National Homecare Day Kicks Off Labor Day WeekendOctober 27, 2020
1199SEIU members gathered Sept. 4 to mark National Homecare Day and recognize the contributions and challenges faced by homecare workers across the country. There are nearly a half million homecare workers in the U.S. 1199SEIU represents 60,000 in New York State and another 40,000 who work as Personal Care Attendants (PCAs) in Massachusetts. 1199ers have also been involved in efforts like Healthcare Workers Rising, an initiative that gives unorganized homecare workers a voice and provides support in areas with lower union density, like Upstate New York.
At the pre-Labor Day event in Yonkers, New York State Senate Majority Leader Andrea Stewart- Cousins joined home health aides at the Accent Care Agency to issue a proclamation citing homecare workers’ grace and professionalism.

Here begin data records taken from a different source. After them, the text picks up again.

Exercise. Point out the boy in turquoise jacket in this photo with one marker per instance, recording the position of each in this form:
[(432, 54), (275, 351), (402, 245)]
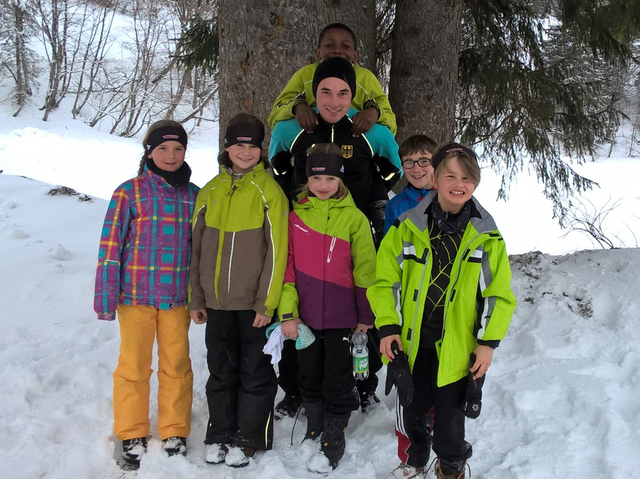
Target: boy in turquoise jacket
[(298, 99), (442, 292)]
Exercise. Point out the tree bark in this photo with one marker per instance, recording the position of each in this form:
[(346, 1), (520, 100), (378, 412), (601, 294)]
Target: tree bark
[(424, 67), (263, 43)]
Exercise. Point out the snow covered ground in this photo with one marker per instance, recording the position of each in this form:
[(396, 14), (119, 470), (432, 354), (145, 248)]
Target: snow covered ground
[(561, 399)]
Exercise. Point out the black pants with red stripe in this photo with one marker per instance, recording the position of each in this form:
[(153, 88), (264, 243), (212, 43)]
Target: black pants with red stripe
[(412, 425), (242, 384)]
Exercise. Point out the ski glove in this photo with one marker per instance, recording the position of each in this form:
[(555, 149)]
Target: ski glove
[(472, 402), (399, 374)]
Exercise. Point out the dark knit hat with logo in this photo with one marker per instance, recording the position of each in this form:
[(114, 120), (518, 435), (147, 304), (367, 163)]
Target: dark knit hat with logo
[(166, 133), (328, 164), (442, 152), (244, 128), (335, 67)]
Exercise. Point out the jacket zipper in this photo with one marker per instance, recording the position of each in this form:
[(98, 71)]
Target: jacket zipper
[(415, 316), (333, 244), (453, 284)]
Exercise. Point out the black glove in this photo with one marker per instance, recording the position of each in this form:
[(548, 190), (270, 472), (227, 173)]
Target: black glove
[(399, 374), (472, 402)]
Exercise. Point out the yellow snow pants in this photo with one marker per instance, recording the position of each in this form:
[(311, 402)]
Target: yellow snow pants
[(139, 326)]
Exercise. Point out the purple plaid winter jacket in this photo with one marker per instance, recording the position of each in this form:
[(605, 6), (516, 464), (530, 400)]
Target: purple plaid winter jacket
[(145, 246)]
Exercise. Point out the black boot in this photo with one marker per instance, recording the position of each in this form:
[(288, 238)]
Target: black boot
[(314, 409), (288, 407), (332, 442)]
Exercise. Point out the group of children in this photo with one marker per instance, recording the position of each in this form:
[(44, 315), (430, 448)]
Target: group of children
[(249, 249)]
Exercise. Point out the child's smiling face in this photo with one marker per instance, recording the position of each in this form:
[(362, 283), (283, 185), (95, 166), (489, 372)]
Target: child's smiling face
[(324, 186), (168, 156), (420, 177), (244, 156), (337, 43), (454, 186), (333, 99)]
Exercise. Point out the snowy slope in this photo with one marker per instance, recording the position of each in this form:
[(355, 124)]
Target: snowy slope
[(561, 399)]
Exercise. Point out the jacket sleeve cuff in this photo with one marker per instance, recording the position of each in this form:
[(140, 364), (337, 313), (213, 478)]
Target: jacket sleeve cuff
[(389, 330), (494, 343)]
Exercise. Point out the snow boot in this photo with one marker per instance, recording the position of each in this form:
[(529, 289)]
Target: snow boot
[(332, 441), (175, 445), (288, 407), (450, 469), (215, 453), (132, 451), (239, 456), (405, 471), (314, 409)]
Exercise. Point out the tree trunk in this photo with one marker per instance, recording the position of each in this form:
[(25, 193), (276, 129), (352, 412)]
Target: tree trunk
[(263, 43), (22, 78), (424, 67)]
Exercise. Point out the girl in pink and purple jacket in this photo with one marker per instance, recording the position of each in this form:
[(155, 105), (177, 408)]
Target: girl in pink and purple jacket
[(142, 277), (331, 264)]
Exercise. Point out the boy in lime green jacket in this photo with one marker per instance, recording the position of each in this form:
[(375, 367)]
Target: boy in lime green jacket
[(297, 99), (442, 292)]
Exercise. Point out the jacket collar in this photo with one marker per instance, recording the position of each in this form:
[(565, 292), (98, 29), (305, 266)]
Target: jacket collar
[(416, 194)]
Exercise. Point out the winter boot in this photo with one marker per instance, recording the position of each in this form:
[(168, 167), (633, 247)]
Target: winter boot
[(314, 409), (405, 471), (215, 453), (450, 469), (288, 407), (239, 456), (332, 442), (175, 445), (132, 451)]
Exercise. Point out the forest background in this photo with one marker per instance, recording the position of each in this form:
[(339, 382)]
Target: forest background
[(528, 84)]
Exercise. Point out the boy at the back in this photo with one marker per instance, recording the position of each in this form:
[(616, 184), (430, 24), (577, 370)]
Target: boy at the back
[(415, 157), (297, 99)]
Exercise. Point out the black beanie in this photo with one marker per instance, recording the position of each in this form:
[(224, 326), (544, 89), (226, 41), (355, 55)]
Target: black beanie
[(328, 164), (251, 132), (166, 133), (335, 67)]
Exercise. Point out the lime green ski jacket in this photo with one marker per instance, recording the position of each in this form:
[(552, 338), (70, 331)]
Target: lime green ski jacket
[(479, 302)]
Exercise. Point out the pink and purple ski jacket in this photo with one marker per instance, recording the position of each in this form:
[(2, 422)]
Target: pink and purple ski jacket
[(331, 264), (145, 246)]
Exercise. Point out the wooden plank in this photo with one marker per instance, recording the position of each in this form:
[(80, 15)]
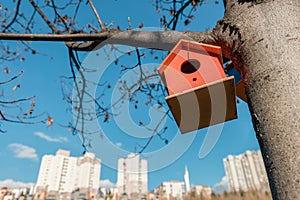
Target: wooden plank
[(204, 106)]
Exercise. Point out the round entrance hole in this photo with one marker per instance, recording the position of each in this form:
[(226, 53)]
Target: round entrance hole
[(190, 66)]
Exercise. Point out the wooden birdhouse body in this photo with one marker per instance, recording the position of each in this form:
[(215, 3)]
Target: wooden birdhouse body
[(204, 58), (197, 84)]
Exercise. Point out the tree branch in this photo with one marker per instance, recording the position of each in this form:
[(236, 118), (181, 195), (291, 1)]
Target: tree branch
[(156, 40)]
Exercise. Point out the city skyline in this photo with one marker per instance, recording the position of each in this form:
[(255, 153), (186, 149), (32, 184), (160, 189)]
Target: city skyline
[(23, 146), (134, 159)]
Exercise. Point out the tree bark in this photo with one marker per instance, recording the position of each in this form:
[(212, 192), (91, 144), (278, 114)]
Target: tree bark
[(262, 38)]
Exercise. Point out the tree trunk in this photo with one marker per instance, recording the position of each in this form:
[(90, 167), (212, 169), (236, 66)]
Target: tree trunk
[(263, 39)]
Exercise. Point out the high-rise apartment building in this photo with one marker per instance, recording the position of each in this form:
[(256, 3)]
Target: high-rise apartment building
[(132, 176), (187, 180), (246, 171), (173, 188), (63, 173)]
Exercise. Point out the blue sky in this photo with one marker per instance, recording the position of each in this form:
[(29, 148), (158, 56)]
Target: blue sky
[(23, 146)]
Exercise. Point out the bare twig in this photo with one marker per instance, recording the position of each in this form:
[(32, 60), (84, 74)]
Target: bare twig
[(52, 27), (97, 15)]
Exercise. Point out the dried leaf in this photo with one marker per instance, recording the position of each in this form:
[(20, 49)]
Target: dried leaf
[(50, 120), (107, 117), (6, 70), (16, 86), (187, 22)]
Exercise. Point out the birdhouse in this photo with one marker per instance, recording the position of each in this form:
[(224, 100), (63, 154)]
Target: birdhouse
[(200, 94)]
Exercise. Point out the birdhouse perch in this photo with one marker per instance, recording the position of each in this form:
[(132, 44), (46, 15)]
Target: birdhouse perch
[(200, 94)]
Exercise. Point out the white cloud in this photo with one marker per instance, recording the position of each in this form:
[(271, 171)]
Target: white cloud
[(50, 139), (14, 184), (23, 151), (106, 183), (221, 186), (119, 144)]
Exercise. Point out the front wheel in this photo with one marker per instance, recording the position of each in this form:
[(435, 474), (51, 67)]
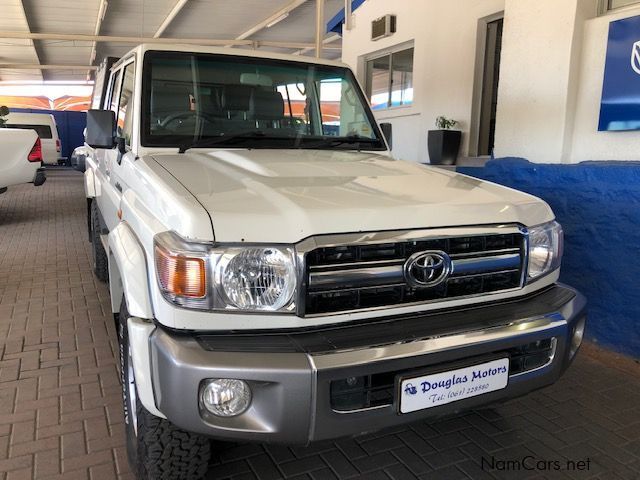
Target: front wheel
[(156, 448)]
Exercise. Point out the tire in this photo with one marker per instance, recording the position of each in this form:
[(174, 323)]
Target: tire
[(99, 256), (156, 448)]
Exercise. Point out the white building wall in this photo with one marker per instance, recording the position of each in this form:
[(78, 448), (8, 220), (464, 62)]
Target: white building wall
[(552, 69), (444, 36)]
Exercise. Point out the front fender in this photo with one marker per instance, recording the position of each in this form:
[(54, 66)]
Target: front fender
[(128, 272), (89, 184)]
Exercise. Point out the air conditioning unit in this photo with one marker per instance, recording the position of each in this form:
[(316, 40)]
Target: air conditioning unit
[(383, 27)]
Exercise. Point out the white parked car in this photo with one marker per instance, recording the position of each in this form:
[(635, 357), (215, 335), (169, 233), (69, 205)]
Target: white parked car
[(45, 126), (277, 277), (21, 158)]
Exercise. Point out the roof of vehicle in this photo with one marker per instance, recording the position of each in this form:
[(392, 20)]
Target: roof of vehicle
[(32, 118), (141, 49)]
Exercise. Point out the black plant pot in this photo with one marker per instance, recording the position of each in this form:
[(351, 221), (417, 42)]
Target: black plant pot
[(443, 146)]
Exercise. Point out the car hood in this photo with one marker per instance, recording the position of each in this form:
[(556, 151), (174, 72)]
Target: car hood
[(284, 196)]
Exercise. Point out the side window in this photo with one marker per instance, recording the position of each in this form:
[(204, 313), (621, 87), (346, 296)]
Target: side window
[(114, 91), (125, 106)]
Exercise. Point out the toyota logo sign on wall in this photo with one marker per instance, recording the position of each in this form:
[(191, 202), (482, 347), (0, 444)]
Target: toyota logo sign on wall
[(635, 57), (427, 269)]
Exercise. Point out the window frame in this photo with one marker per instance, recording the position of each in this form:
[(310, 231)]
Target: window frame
[(130, 63), (605, 7), (387, 52)]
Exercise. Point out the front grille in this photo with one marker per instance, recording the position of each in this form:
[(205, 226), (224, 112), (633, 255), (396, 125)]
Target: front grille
[(352, 277), (377, 390)]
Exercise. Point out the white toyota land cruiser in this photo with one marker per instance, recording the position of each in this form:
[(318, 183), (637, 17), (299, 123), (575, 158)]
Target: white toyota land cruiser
[(277, 277)]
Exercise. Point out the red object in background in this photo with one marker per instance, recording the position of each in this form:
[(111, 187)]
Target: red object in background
[(35, 155), (79, 104)]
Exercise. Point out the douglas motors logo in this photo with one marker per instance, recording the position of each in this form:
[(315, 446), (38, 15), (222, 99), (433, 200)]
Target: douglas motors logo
[(635, 57)]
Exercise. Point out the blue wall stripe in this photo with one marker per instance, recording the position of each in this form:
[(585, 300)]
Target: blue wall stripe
[(598, 205)]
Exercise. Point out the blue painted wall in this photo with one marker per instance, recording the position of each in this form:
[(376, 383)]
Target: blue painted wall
[(70, 126), (598, 205)]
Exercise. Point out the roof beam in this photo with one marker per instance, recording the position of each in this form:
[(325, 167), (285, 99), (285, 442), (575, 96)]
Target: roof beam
[(39, 66), (163, 41), (102, 11), (169, 18), (330, 39), (272, 19), (33, 45)]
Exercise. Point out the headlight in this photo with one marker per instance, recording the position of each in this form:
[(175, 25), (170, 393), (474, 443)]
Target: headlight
[(204, 276), (545, 249), (257, 278)]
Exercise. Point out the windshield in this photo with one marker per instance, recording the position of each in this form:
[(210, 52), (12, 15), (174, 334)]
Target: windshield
[(192, 100)]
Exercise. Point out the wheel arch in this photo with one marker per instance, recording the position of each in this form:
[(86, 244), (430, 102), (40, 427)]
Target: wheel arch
[(128, 273)]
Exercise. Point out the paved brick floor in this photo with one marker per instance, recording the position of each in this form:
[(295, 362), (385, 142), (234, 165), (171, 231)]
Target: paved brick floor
[(60, 413)]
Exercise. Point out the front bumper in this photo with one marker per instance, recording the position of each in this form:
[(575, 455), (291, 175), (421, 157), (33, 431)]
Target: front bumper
[(290, 373)]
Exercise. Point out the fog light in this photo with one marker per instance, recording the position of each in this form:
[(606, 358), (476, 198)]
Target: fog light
[(576, 338), (225, 397)]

“Homecare workers do some of the most important frontline health care work in our communities… and perform their duties with grace and professionalism,” Stewart-Cousins said in the proclamation. “These compassionate workers provide essential direct, hands-on care— such as bathing, dressing, toileting, preparing meals, administering medications and in-home treatments, and companionship— that endure so that New York’s parents, grandparents and loved ones with disability can live independently at home.”
Accent Care Aide Janet Pacas thanked Senator Stewart-Cousins while reminding her of the daily conditions faced by so many aides.
“As we continue to care for the vulnerable and elderly during this pandemic and beyond, we know you will stand with us in our struggles for better wages, benefits and working conditions,” said Pacas, her voice shaking with emotion.
1199ers also gathered Sept. 4 in Boston for a pre-Labor Day rally at the Massachusetts Statehouse. Joining with partners from the Raise Up Massachusetts Coalition, Bay State 1199ers called on lawmakers to pass a budget that invests in both workers and communities.
In passionate, wide-ranging remarks 1199SEIU Delegate Marie Carville called on lawmakers to pass a just, inclusive budget that considers the needs of working people— especially healthcare workers—and the realities of systemic racism and environmental degradation.
“At the beginning of the pandemic everyone was thanking healthcare workers. That died out. So did the calls for hazard pay and paid time off, which were not in place for a lot of healthcare workers,” said Carville, who has been a PCA for more than 30 years. “We the people are the feet of society, and if you take care of us, every step you make, [we all] go up.”